In a statement, the Elections Department (ELD) attributed the issue to people ignoring their time slots, as well as other safety measures like requiring voters to wear gloves.
“More voters than expected turned up outside their assigned voting time-bands. This, together with measures that had been put in place to ensure safe voting led to long queues,” the ELD said.
The long-ruling People’s Action Party (PAP), led by Prime Minister Lee Hsien Loong, was widely expected to return to power. Their share of votes in past elections has never fallen below 60 percent, and they have always managed to retain their super majority in parliament.
With the absence of physical rallies, the internet undisputedly played a huge role in this year’s election. Voters tuned in to lively e-debates, supporting their favorite candidates from the safety of their homes, but questions remained as to whether online passion would translate to votes.
Resident Samuel Wee, a third-time voter in his thirties, queued up for over an hour to cast his vote.

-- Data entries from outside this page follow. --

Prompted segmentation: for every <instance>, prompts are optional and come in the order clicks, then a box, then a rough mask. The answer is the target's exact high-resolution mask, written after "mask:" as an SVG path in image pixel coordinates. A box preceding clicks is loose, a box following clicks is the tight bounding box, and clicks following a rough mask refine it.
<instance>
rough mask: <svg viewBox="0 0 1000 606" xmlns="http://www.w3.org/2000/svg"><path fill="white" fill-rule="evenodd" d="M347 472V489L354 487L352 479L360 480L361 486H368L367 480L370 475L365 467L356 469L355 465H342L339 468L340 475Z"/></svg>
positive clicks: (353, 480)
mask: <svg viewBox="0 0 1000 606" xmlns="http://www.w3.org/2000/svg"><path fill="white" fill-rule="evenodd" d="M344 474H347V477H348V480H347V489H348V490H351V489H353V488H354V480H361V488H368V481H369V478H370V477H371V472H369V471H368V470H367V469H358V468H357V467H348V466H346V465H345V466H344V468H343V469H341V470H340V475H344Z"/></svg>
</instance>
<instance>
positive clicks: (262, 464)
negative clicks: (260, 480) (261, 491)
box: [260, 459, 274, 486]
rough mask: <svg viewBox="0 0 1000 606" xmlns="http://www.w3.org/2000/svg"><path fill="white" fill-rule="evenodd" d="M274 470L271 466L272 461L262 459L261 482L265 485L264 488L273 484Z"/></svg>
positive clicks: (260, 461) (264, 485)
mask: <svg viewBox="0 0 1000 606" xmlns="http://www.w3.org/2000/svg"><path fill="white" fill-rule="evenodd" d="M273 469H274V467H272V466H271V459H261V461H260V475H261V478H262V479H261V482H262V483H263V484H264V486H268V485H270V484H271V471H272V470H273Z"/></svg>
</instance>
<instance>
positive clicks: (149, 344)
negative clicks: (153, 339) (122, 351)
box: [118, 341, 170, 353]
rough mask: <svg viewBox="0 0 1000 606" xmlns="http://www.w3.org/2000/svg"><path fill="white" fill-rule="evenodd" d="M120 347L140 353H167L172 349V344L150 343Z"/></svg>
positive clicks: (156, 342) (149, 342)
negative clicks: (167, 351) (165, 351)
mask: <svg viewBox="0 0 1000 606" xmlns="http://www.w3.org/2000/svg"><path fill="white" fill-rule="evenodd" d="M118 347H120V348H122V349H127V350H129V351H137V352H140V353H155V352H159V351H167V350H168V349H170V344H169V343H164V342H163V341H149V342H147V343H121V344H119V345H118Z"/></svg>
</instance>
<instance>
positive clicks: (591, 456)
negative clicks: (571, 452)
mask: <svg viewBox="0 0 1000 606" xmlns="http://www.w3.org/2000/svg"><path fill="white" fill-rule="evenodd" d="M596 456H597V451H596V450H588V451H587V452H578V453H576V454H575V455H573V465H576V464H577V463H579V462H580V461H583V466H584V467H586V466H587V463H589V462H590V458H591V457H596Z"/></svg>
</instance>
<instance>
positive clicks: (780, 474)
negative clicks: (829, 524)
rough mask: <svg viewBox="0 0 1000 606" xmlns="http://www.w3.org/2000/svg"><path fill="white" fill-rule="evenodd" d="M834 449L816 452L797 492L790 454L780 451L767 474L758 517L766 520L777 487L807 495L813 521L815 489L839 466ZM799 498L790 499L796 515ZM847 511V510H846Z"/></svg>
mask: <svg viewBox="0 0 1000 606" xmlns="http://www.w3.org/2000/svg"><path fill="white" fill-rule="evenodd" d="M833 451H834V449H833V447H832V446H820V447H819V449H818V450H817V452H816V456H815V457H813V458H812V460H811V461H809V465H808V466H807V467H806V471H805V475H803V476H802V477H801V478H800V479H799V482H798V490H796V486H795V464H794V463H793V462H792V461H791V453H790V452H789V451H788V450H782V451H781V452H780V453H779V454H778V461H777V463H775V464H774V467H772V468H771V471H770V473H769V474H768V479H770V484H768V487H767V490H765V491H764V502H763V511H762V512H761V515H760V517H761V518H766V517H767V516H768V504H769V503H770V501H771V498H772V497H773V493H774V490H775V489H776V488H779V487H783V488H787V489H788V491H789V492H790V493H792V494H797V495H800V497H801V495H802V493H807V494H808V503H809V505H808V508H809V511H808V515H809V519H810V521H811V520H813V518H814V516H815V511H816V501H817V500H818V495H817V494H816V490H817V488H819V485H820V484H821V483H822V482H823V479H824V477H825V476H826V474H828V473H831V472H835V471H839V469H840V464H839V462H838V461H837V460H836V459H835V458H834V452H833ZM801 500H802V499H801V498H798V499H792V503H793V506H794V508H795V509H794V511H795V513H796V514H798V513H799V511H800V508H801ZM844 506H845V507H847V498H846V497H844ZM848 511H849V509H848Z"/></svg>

“I’d honestly rather be home but this year’s vote is especially important given how much the world has changed since the last election in 2015,” Wee told VICE News.
He lost his job after the pandemic hit and remains on the fence about the government.
“Jobless Singaporeans like me obviously welcome the extra help from the PAP. We expect them to do their job in looking after our interests,” he said. “But the spikes in the number of daily virus infections made me lose faith in their ability to keep the crisis under control. I want them to do better.”
Lee Hsien Yang, the prime minister’s estranged younger brother and now a member of the opposition Progress Singapore Party, also questioned PAP's timing on the elections.
“The PAP calculus was that no one would want to rock the boat in the middle of a pandemic,” he told VICE News. “Their specious argument was that they needed ‘a strong mandate’ to fight COVID-19. But governments in New Zealand and Taiwan operated under very narrow majorities and executed their respective fights against the virus far better than Singapore did.”
According to Tan, the law professor, the PAP will now have their work cut out for them.
“Lee Hsien Loong and his government will have to ensure that Singapore and Singaporans are cared for and emerge stronger from this crisis long after the elections are over,” he said.